In the Twin Cities, a couple looking to buy their first home made eight offers — averaging around $30,000 above the asking price — and they still didn’t land a place.

And in the Dallas area, a real estate firm has offered sellers prepaid cruises to help get its offers accepted.

Fueled by cheap money, housing markets across the country have accelerated with rapid sales and rising prices. Las Vegas’ market is moving at its most frenzied pace in years, but compared with other cities, it actually seems tame.

As seen in recent reports comparing metro areas, Southern Nevada’s rising prices (up 10.6 percent year over year in March) are climbing at one of the slowest rates in the country.

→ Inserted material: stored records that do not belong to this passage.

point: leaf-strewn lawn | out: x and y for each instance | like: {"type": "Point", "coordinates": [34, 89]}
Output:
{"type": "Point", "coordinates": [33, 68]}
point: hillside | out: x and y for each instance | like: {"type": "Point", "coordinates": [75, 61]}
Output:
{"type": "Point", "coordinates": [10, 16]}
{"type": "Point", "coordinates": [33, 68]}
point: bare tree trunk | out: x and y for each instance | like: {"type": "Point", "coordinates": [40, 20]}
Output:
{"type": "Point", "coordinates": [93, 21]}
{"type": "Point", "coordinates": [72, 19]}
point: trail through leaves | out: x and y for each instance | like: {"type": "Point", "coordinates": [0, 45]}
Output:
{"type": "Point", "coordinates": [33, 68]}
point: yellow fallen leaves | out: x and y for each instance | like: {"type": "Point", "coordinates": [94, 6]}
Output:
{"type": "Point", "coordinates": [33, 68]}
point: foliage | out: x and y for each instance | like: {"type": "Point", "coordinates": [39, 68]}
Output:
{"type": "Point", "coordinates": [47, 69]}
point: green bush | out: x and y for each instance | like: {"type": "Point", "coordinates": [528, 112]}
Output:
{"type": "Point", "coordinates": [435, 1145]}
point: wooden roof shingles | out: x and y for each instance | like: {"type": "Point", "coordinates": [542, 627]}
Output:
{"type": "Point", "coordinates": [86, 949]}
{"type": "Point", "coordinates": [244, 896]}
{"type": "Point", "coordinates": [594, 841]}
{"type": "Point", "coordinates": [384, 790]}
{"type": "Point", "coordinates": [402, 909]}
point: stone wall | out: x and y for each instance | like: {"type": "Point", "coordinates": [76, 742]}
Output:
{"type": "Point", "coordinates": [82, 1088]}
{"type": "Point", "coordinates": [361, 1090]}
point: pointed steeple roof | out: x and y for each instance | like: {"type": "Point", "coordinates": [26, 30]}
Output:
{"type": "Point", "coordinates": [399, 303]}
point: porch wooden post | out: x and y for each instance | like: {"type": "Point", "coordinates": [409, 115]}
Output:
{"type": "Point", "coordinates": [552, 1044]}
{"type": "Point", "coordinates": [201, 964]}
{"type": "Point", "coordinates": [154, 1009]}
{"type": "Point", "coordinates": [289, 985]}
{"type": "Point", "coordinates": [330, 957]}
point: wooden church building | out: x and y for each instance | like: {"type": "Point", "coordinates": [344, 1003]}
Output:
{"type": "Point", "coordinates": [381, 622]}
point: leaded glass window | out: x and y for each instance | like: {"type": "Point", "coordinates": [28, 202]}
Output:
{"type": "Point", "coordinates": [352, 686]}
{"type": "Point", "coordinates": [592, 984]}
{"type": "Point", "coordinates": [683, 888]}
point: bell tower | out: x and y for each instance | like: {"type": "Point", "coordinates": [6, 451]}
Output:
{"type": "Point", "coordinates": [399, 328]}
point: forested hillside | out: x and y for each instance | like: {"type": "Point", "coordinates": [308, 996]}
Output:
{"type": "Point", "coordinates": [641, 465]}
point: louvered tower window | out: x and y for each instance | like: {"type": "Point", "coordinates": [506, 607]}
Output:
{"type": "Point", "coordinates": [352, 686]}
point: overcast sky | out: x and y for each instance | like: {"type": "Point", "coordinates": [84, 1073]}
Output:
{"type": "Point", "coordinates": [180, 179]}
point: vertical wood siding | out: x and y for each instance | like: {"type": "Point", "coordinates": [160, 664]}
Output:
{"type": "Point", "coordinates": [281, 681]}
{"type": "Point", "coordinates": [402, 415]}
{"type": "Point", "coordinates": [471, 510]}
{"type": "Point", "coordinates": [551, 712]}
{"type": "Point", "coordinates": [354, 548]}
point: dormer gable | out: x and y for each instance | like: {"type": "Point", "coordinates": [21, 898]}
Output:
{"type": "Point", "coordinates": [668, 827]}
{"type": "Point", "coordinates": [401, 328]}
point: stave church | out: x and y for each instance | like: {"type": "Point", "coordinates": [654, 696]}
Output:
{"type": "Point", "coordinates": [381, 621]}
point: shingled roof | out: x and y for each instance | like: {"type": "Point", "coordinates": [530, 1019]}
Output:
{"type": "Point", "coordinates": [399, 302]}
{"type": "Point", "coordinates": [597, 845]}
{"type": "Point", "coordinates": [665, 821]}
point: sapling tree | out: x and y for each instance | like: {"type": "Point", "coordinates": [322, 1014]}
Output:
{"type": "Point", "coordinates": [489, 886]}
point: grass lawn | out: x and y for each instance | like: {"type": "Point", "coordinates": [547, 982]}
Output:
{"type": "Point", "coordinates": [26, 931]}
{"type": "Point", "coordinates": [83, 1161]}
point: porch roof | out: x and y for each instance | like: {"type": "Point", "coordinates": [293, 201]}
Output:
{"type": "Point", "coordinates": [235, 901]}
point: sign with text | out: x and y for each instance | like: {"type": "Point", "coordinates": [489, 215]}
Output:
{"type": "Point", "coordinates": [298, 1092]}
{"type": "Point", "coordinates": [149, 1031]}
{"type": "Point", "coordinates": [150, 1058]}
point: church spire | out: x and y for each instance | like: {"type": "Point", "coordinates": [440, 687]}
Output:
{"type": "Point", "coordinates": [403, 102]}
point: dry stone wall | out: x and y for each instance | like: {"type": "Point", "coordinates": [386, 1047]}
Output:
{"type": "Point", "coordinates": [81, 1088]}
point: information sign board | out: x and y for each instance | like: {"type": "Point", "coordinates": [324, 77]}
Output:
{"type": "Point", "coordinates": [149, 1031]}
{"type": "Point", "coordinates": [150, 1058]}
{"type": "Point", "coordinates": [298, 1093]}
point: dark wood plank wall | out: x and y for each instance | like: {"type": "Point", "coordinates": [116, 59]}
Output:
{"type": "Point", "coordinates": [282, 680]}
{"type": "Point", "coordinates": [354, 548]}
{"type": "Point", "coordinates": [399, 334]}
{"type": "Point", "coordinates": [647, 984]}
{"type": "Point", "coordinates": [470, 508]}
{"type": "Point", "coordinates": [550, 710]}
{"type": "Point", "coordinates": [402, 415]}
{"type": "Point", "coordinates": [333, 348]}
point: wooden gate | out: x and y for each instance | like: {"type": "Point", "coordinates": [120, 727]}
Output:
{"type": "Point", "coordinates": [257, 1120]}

The share of homes in Las Vegas that found buyers within a week of getting listed (about 51 percent in April) is in the middle of the pack, and the share of homes that sold over the asking price (15 percent in February) is one of the smallest in the nation.

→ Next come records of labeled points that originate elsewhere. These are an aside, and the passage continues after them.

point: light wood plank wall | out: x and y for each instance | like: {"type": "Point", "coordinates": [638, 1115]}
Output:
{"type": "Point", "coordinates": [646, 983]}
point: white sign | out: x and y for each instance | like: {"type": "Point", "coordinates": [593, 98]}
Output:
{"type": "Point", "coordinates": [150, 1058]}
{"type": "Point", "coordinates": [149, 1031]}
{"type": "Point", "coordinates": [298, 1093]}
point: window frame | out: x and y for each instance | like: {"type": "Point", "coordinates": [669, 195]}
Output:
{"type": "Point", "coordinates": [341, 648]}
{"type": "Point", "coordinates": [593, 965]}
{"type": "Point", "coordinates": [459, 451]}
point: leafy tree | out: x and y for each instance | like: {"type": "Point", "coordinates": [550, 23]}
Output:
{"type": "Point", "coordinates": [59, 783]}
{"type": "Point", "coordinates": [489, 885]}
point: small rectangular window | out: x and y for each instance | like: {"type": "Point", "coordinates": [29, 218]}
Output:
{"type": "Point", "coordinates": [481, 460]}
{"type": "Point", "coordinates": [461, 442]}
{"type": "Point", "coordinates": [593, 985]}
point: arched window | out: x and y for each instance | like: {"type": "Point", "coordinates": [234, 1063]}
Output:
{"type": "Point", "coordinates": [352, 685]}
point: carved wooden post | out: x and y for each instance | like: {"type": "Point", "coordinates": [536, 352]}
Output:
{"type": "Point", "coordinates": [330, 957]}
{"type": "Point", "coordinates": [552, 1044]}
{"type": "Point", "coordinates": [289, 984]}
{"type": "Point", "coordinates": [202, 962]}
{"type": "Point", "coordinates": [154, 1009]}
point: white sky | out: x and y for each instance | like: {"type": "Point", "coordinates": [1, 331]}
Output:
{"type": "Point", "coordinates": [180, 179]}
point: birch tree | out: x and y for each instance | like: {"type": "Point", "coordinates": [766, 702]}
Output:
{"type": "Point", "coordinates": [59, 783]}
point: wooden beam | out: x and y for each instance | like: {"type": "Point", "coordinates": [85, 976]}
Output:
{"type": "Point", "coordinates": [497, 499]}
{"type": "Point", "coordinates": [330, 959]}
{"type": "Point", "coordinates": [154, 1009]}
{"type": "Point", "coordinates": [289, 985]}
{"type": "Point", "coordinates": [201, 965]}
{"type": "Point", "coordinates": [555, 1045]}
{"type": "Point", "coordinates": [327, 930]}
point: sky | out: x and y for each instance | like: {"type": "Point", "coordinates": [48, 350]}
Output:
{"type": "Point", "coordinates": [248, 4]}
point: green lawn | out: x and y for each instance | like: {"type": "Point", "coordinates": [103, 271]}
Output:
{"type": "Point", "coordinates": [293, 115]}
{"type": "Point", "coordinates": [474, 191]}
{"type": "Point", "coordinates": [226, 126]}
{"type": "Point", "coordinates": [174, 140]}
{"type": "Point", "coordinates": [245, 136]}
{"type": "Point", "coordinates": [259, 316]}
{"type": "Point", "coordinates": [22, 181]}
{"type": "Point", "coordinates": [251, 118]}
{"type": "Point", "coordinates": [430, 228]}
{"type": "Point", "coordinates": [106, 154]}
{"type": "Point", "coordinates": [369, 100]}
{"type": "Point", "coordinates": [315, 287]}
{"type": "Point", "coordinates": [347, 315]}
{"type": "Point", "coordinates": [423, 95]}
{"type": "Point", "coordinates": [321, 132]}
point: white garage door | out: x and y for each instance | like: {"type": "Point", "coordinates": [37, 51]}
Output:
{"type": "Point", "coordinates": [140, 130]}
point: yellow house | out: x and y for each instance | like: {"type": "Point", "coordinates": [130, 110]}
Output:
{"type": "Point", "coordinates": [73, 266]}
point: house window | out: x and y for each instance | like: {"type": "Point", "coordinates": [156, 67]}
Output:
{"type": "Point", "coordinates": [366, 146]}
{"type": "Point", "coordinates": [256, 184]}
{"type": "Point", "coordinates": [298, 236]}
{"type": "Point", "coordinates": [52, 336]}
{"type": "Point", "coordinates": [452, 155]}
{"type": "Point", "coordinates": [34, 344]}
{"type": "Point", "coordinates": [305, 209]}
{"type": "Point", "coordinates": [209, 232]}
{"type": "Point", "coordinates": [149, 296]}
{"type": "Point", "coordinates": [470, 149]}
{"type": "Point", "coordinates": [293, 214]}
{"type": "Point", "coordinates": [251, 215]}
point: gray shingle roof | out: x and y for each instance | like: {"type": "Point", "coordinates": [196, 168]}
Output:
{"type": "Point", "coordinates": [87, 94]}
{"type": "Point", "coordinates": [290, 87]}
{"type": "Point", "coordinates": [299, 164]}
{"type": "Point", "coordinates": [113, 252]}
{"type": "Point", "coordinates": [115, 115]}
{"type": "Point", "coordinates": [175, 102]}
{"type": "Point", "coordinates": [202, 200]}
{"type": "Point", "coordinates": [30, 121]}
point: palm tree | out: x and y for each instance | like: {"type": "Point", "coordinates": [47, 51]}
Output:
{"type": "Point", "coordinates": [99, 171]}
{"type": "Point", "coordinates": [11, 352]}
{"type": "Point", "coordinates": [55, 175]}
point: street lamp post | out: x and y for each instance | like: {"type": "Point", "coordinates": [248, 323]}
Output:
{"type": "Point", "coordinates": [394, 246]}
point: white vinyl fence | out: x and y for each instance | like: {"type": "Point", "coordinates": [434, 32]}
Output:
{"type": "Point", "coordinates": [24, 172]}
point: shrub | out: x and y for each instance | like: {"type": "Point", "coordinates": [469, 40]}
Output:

For now, it’s not entirely clear why Southern Nevada’s housing rocket is trailing others. But buyers are locking in rock-bottom mortgage rates across the country, letting them stretch their budgets, and the fact that other cities are more supercharged than Las Vegas shows just how frenzied housing has become.

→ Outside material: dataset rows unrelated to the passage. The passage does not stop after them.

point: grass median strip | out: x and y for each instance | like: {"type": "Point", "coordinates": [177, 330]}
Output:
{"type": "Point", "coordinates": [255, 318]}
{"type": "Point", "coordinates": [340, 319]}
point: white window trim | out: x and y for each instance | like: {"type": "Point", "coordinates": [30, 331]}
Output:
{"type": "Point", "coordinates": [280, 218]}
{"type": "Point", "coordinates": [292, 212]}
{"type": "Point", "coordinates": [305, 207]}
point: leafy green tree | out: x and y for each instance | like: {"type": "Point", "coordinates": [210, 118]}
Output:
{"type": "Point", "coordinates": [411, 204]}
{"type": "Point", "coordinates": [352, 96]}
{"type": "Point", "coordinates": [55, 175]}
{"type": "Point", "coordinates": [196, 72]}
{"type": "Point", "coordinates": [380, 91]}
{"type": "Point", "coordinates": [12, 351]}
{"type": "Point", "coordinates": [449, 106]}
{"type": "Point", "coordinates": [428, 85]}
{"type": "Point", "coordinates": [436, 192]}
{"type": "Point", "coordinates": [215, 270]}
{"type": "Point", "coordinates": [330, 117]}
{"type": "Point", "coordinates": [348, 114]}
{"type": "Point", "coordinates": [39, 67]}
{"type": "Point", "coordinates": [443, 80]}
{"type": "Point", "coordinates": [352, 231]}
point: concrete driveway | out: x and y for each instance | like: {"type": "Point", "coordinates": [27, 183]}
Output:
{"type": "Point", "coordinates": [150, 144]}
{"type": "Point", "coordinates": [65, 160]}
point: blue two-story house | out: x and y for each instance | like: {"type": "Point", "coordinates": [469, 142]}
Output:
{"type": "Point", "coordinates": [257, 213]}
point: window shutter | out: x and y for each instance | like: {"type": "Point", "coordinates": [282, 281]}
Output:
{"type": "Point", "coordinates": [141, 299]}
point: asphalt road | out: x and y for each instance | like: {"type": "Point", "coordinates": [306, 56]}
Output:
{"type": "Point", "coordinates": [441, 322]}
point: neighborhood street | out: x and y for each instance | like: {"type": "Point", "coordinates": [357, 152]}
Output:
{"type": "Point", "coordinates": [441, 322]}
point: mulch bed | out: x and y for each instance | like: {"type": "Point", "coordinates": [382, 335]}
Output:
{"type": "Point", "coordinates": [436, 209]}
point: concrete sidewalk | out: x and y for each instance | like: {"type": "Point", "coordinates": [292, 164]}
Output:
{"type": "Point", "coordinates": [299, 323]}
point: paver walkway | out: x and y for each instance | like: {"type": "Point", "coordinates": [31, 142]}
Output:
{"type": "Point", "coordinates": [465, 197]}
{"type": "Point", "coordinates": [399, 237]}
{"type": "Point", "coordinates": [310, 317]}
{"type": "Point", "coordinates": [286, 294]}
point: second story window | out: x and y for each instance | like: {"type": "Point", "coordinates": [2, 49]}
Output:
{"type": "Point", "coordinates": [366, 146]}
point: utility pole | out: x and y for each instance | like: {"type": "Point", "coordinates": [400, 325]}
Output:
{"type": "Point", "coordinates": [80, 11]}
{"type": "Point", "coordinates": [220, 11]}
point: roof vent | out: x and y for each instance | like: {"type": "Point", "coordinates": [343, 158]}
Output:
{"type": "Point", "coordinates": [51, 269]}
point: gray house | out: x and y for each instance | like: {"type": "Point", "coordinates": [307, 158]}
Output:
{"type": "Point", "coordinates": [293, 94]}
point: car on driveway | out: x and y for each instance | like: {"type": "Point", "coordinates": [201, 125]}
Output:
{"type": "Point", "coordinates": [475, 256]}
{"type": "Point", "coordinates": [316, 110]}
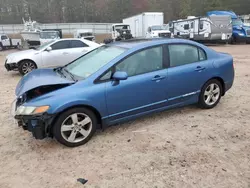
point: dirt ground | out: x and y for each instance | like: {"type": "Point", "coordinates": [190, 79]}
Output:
{"type": "Point", "coordinates": [186, 147]}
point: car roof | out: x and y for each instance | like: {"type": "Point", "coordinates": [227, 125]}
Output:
{"type": "Point", "coordinates": [141, 43]}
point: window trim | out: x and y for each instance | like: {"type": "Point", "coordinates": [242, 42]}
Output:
{"type": "Point", "coordinates": [61, 41]}
{"type": "Point", "coordinates": [113, 67]}
{"type": "Point", "coordinates": [4, 36]}
{"type": "Point", "coordinates": [186, 26]}
{"type": "Point", "coordinates": [78, 41]}
{"type": "Point", "coordinates": [198, 47]}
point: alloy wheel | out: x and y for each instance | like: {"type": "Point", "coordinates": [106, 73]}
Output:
{"type": "Point", "coordinates": [212, 94]}
{"type": "Point", "coordinates": [76, 127]}
{"type": "Point", "coordinates": [28, 67]}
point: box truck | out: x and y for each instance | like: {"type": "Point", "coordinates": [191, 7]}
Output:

“Everyone’s just swept over … by this big wave,” Taylor Marr, lead economist with listing site Redfin, told me.

In Southern Nevada, people are showering houses with offers, often within days of them being listed. Median resale prices are reaching new all-time highs practically every month, available inventory has dwindled, and out-of-state buyers, especially Californians, seem to be snapping up more homes than usual in less-expensive Las Vegas as people work from home without the need for a commute.

Homebuilders, meanwhile, have regularly raised prices and put buyers on waiting lists amid the surge of demand.

Nonetheless, home prices are rising at a “pretty fast pace” across the U.S., and overall, Las Vegas’ trends “are not unique,” Danielle Hale, chief economist with listing site Realtor.com, told me.

“Homes are selling quickly everywhere,” she said.

Las Vegas is still a top spot for inbound migration, but people have packed up and moved to other cities during the pandemic, too, such as Austin, Texas; Denver; and Boise, Idaho, according to Redfin’s Marr.

In the Austin area, 4,535 homes sold for $25,000 to nearly $100,000 above the asking price this year through May 23 — compared with 353 such sales during the same stretch last year, Redfin reported.

Plus, scanning news reports from around the country easily turns up stories of red-hot housing markets, as seen with the reports about Indiana, Minnesota and Texas.

Of course, the housing market has gone bonkers before. In the mid-2000s, thanks to gushers of easy money, property values skyrocketed in Las Vegas, people easily flipped homes, and builders packed the valley with far more housing tracts than today.

After the bubble burst, Southern Nevada was ground zero for America’s real estate crash, marked by plunging prices, abandoned construction sites, and tidal waves of foreclosures – a mess that took years to recover from.

Today, could Las Vegas’ not-as-crazy market — at least compared with other cities — leave it in a better spot when housing eventually slows?

It’s possible. As the cliche goes, what goes up must come down — and the fall can hurt less if you’re closer to the ground.